Certes, toutes les créatrices et tous les créateurs des années 80 n’ont pas eu la chance et le talent de pouvoir poursuivre la folle aventure… Mais certains d’entre eux l’ont vécue, mais ils ont participé avec brio, à cette évolution de la mode. Cette mode qui a continué jusqu’à présent.
Sybilla et la mode
Cinéma, photographie, design, mode, style de vie… le vent de liberté qui soufflait sur Madrid enfin libéré depuis 1975 de l’emprise franquiste a été baptisé Movida. L’une des figures emblématiques de ce mouvement qui a captivé l’Europe.

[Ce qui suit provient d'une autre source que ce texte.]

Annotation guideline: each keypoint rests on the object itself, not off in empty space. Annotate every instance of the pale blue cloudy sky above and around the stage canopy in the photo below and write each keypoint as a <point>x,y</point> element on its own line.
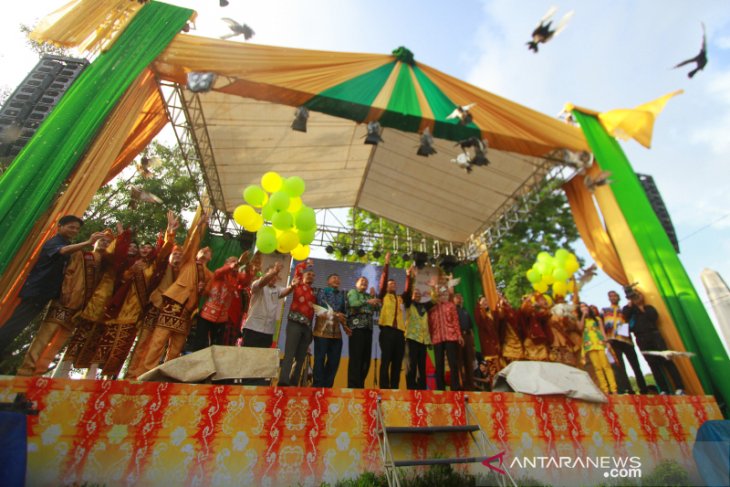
<point>615,54</point>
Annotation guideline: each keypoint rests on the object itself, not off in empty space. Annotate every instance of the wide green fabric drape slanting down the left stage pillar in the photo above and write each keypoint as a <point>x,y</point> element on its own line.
<point>36,175</point>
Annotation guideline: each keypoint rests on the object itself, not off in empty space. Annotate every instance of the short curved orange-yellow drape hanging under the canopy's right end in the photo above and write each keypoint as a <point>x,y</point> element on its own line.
<point>591,229</point>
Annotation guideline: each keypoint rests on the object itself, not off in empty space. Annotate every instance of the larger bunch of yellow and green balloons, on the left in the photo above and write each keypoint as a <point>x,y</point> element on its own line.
<point>293,224</point>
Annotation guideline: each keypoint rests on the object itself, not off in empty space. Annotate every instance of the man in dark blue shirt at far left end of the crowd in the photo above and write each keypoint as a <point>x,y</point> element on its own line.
<point>45,278</point>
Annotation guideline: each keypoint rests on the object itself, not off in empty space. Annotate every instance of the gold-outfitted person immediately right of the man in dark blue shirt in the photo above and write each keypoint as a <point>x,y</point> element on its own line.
<point>81,277</point>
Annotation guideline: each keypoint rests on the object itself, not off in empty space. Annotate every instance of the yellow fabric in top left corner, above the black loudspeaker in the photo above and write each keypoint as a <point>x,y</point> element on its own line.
<point>88,25</point>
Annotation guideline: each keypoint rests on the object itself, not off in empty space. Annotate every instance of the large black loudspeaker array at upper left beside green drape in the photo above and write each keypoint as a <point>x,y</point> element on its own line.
<point>32,101</point>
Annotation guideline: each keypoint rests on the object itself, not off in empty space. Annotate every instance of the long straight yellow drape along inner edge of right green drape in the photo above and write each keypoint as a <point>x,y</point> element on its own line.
<point>637,271</point>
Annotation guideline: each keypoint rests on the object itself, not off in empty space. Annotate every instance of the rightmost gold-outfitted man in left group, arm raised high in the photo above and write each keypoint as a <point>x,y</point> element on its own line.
<point>179,302</point>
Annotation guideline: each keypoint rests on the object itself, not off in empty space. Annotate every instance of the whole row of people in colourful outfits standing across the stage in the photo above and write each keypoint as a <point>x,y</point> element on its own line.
<point>140,303</point>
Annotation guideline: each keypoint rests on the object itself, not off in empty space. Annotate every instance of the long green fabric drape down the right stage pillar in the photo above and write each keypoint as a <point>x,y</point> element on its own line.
<point>690,317</point>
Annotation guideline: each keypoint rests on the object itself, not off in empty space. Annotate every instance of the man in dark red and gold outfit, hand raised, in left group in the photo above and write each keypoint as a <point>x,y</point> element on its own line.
<point>120,320</point>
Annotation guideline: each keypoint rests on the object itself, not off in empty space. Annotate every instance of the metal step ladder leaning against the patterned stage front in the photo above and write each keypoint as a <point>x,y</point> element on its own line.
<point>475,431</point>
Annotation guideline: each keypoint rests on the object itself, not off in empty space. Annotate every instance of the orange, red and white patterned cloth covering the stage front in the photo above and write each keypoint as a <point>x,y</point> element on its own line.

Sybilla a présenté à Madrid une première collection de vêtements sur mesure en 1983. Prêt-à-porter féminin, souliers, sacs à main, accessoires ou lignes pour la maison, à la fin des années quatre-vingt, elle avait constitué tout un univers. Elle a réuni dans le cadre d’une maison particulière décorée par ses soins. Un parfum, des accords avec le Japon, son succès madrilène et un solide réseau d’amitiés permettent aujourd’hui à Sybilla d’exister en dehors des réseaux traditionnels de la mode. Figure discrète, originale et d’autant plus attachante.
Romeo Gigli
Créée en 1983, la marque de l’Italien Romeo Gigli imposait d’emblée son indépendance. Dans l’univers fonctionnaliste de l’efficace prêt-à-porter milanais, il s’adressait plus volontiers à une fille-fleur qu’à une battante. Avec des formes floues, un vêtement naturellement déstructuré, des harmonies de tons et une recherche de matière d’un raffinement proche de la préciosité. Aussi chastes que sensuelles, intimistes et jouant l’intemporalité. Mêlant des influences littéraires, des ornements ethniques, les collections de Gigli illustrent bien la multiplicité des tendances qui se partagent l’allure contemporaine. Les accessoires masculins font leur entrée dans cette mode avec la sacoche pour homme…
Christian Lacroix : la mode des années 80
C’est un effet d’électrochoc que provoque, sur l’ensemble de la haute couture parisienne, en 1987, l’arrivée de Christian Lacroix. Originaire d’Arles, né en 1951, celui qui s’affirme, outre comme le benjamin des couturiers, comme un esprit original et passionné par l’histoire du costume et des folklores du monde entier, parvient à éblouir la presse américaine. Elle le célèbre pendant un an. Véritable état de grâce au cours duquel Lacroix met Paris et Madison Avenue à l’heure de la Provence, des cigales et des belles Arlésiennes. Tandis que le prix des bastides monte en flèche dans les Bouches-du-Rhône… Les femmes s’essayent aux jupons à volants, aux crinolines à pois, aux corselets rebrodés.
La tournure refait son apparition, les châles se croisent sur les poitrines, le sac à bandoulières symbolise la liberté… Les boites de nuit où le flamenco revient à la mode se peuplent de Carmen et de vierges sévillanes. Doué d’une vaste connaissance de l’histoire du théâtre et de l’opéra, le couturier a aussi dessiné les costumes qui ont accompagné plusieurs productions. Notamment, celles de Gaieté Parisienne, un ballet de Mikhail Barychnikov au Metropolitan Opera de New York… Et de Carmen, dans les arènes de Nîmes, en juillet 1989. À la fin d’une décennie, sur la seconde moitié de laquelle il laisse une trace indélébile. Christian Lacroix lance une fragrance contenue dans un flacon baroque à souhait. Pied de nez ou fatalisme, on la baptise C’est la vie.